I jumped in without a thought. It was almost dark and threatening to rain. He was going to visit his wife, the farmer said. He hadn’t seen her for a while and there was lots to tell. The tractor engine had blown a gasket but he’d found a replacement in the barn. A cow had given birth to twin calves, and that wasn’t the half of it. His wife was a music teacher, he said. They had almost nothing in common but were happy from the start. The car pulled off the road though a stone gateway. It was quite dark, no moon in the sky. Against the black sky I could make out the blacker outline of a church steeple.
‘She died six years ago,’ he said, answering my puzzled expression as I got out. ‘I come up a few times a week to have a chat and keep her company for a while.’
The car rolled on into the dark cemetery, its lights soon swallowed up by the shrubbery and looming yew trees.
I have stayed grateful to those kindly strangers who invited me into their cars. They were an important part of my education. Those brief encounters were the beginning of an important lesson: that other lives existed beside my own.
THE GIRL WITH ANTLERS
I often think of the girl with antlers.
Decades have passed since I first saw her, yet when I close my eyes she is there in every detail. Her face is oval, framed by falling hair, and almost pretty. I’m not usually drawn to a pretty face, preferring stronger lines or even jolie-laide like Charlotte Gainsbourg, but there was something special about the girl with antlers.
It was her expression I think: a knowing half-smile as she looked at you, as though in possession of some mysterious, wonderful secret.
She might be the younger, more mischievous sister of the Mona Lisa as described by Pater: ‘older than the rocks among which she sits; like the Vampire, she has been dead many times, and learned the secrets of the grave; and has been a diver in deep seas, and keeps their fallen day about her.’
Her breasts are bare and from her head grow two extravagant antlers. She bears them with pride, decorated with wild flowers which hang down in garlands entwining with her hair. The image has a quiet power as well as beauty, drawing your eye back again and again. It fascinates - in the original sense of fascinere, of casting a spell.
I don’t recall where I found the picture. In an antique shop in a Welsh country town one winter’s afternoon perhaps, or pressed between the pages of a book in my grandmother’s house. Wherever it came from, the picture hung on my wall for years while I was a student, alongside a nude by Mapplethorpe, a black-and-white photograph of Debbie Harry, and a landscape by Caspar David Friedrich. Somehow, in moving house, moving relationships, moving country, the picture was lost and I forgot about it for years.
I was in my thirties before I saw her again. Visiting a lawyer in Canberra on some business or other, I stopped enthralled as I entered his door. There she was: the girl with antlers. It was the very same image, hung in the hallway as though to announce the resident spirit.

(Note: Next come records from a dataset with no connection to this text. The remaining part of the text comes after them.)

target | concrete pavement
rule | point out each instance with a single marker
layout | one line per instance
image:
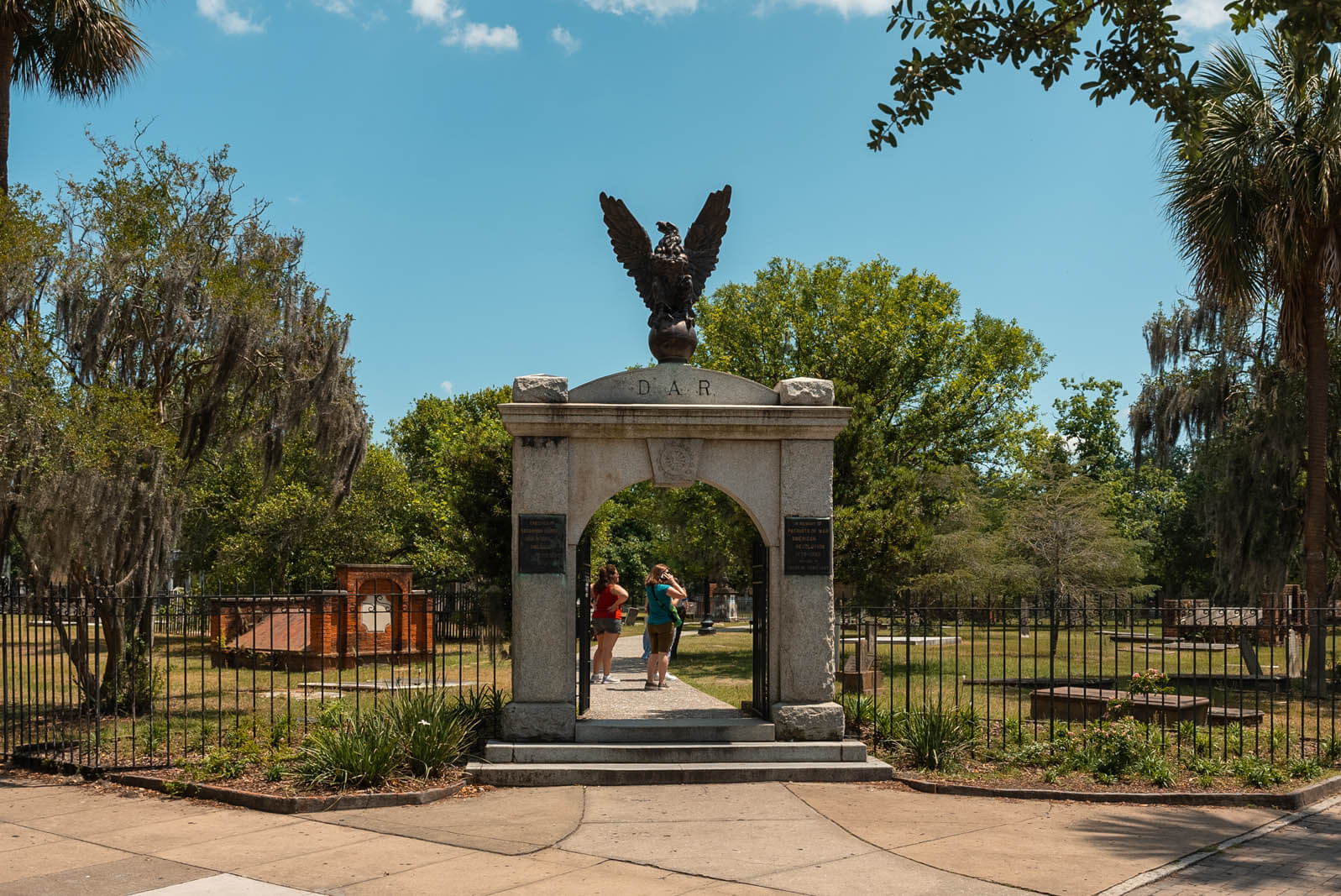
(811, 839)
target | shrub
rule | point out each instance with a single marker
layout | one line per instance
(223, 762)
(1150, 682)
(483, 710)
(1156, 768)
(359, 752)
(431, 729)
(153, 736)
(332, 715)
(1206, 770)
(1260, 773)
(1304, 768)
(1197, 736)
(280, 731)
(1111, 749)
(934, 736)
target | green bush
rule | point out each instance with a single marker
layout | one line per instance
(1111, 749)
(1304, 768)
(224, 763)
(153, 736)
(332, 715)
(1260, 773)
(482, 709)
(1206, 770)
(934, 738)
(359, 752)
(432, 730)
(280, 731)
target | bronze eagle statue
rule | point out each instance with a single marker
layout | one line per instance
(671, 276)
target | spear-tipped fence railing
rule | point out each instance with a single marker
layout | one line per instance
(107, 683)
(1230, 680)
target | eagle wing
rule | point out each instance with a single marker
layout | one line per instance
(705, 235)
(631, 244)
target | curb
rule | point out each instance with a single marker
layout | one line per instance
(1214, 849)
(1293, 799)
(285, 805)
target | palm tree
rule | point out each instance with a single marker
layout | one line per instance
(1255, 204)
(76, 49)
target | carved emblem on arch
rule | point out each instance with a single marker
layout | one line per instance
(675, 462)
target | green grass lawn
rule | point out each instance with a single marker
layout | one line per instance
(199, 705)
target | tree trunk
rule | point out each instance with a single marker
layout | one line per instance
(6, 81)
(1316, 490)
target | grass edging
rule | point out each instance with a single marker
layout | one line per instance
(285, 805)
(1293, 799)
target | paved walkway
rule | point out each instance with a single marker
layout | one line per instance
(755, 839)
(629, 700)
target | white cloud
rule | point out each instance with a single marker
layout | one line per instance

I was running late. There were documents to sign in triplicate and deliver somewhere or other by 5 PM. Only as I rushed out, hurriedly shaking his hand, did I ask the bearded lawyer about that picture of the half-smiling girl, with honeysuckle, daisies, and eglantine hanging from her horns.
‘Ah, you know about her . . ’ he smiled, waving and closing the door behind me.
I have searched Google and Bing, Yahoo, and even Wolfram Alpha, but no search engine can find her for me. In scandinavian mythology, I learn, there was a goddess who ran with the reindeer herds, clothed only in furs and with spectacular horns growing from her head. She was a figure of potency and awe. A kind of Artemis. A search for images of ‘girls with antlers’ brought no more luck, delivering manga drawing to me, some pornographic curiosities, but mostly pictures of arty Tumblr girls, posing with horns held to their heads. My curiosity is shared, it seems, if not always in the same way.
I have never found that picture which so fascinated me. I often think of her, convinced the image has some meaning I can’t quite place, some ancient cult-like significance of which I am unaware. Perhaps I’ll never find her again, but if you see her, be sure to let me know.